Saat semuanya sudah selesai, dunia game kemudian digabungkan dengan
bagian-bagian lainnya, seperti karakter game hasil rancangan character
artist dan fashion designer yang juga dibuat berdasarkan referensi
faktual.
Hasil karya Richard bisa dilihat di serangkaian judul game dalam seri
populer ini, mulai dari Assassin's Creed II, Assassin's Creed:
Brotherhood, Assassin's Creed: Revelations, hingga yang terbaru
Assassin's Creed III, yang tersedia untuk platform PC dan konsol game,
seperti Xbox 360 dan PlayStation 3.
Gerilya
Richard mengaku menikmati bekerja di studio terbesar Ubisoft di
Montreal. "Suasananya cair, kekeluargaan. Semua karyawan, misalnya,
makan siang bersama tanpa memandang posisi atau jabatan."

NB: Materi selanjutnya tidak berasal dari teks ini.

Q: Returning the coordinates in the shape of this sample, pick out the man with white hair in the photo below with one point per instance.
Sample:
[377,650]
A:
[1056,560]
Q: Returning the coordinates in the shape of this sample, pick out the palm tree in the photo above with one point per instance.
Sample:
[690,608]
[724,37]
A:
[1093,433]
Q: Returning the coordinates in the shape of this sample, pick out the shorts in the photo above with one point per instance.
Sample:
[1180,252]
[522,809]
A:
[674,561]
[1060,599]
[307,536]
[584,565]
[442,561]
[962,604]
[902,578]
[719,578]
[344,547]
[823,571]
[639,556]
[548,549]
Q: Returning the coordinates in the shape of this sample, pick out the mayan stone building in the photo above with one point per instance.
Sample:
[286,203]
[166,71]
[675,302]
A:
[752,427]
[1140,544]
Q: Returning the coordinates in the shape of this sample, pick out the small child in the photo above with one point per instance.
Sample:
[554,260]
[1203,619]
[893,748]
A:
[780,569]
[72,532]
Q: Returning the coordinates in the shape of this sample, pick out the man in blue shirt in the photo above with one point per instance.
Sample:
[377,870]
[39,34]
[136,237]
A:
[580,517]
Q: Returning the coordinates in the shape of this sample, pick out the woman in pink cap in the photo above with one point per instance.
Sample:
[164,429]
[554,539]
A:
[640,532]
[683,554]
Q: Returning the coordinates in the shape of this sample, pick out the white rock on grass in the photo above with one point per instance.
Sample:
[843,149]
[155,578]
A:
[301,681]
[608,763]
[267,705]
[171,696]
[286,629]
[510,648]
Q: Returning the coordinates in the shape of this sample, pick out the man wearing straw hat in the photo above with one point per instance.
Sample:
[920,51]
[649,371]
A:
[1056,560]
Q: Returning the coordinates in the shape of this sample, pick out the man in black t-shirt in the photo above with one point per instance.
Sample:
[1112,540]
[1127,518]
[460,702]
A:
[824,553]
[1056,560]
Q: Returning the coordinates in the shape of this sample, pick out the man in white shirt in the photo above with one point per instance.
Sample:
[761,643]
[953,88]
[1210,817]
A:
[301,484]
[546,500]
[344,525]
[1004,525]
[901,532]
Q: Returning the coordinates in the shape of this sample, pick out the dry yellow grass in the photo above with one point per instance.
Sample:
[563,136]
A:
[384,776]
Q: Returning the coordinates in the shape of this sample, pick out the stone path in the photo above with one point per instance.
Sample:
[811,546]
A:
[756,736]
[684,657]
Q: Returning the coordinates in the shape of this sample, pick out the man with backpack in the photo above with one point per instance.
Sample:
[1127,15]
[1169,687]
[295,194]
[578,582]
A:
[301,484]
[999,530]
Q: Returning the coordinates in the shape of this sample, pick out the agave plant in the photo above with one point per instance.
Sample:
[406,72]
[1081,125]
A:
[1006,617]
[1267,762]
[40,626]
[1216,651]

Meski begitu, pria yang mengaku suka main game untuk melihat-lihat
desain lingkungannya dan mencari inspirasi ini masih menyempatkan diri
pulang ke Tanah Air dengan memanfaatkan waktu senggang antarpembuatan
judul game.
"Kebetulan, sekarang lagi in-between, jadi bisa pulang ke rumah," ujar
Richard ketika ditemui KompasTekno di sela-sela gelaran Indocomtech 2012
di Jakarta, November lalu. Saat itu, seri game terbaru yang turut
ditangani Richard, Assassin's Creed III, memang telah rampung dan baru
dirilis ke pasaran.
Soal industri game di Indonesia, Richard mengatakan bahwa sebenarnya
terdapat banyak talenta berbakat di Tanah Air. Hanya saja, menurut
Richard, di samping belum adanya investor besar yang berani mendanai
pembuatan game seperti Assassin's Creed, ada hal lain yang sedikit
mengganjal kemajuan dunia game Nusantara dalam mengembangkan game
berskala besar.
"Banyak yang bagus, tapi kebanyakan dari mereka bergerak seperti pejuang
gerilya zaman kemerdekaan, yaitu terpisah-pisah antardaerah. Seandainya
saja bisa disatukan, tentu bisa kuat sekali," ujar Richard.
Bagaimana dengan para rekan seprofesi yang memutuskan untuk mengadu
nasib di negeri orang, seperti Richard sendiri? Menurut dia, hal
tersebut berkaitan dengan besarnya penghargaan atas karya mereka yang
bisa diperoleh di luar negeri.
"Namanya juga memenuhi kebutuhan hidup. Di Indonesia banyak talenta
pembuat game berkualitas internasional, tapi penghasilannya kurang.
Seandainya keadaan itu berubah, pasti semua yang bekerja di luar negeri
akan pulang kampung dengan senang hati," tandasnya.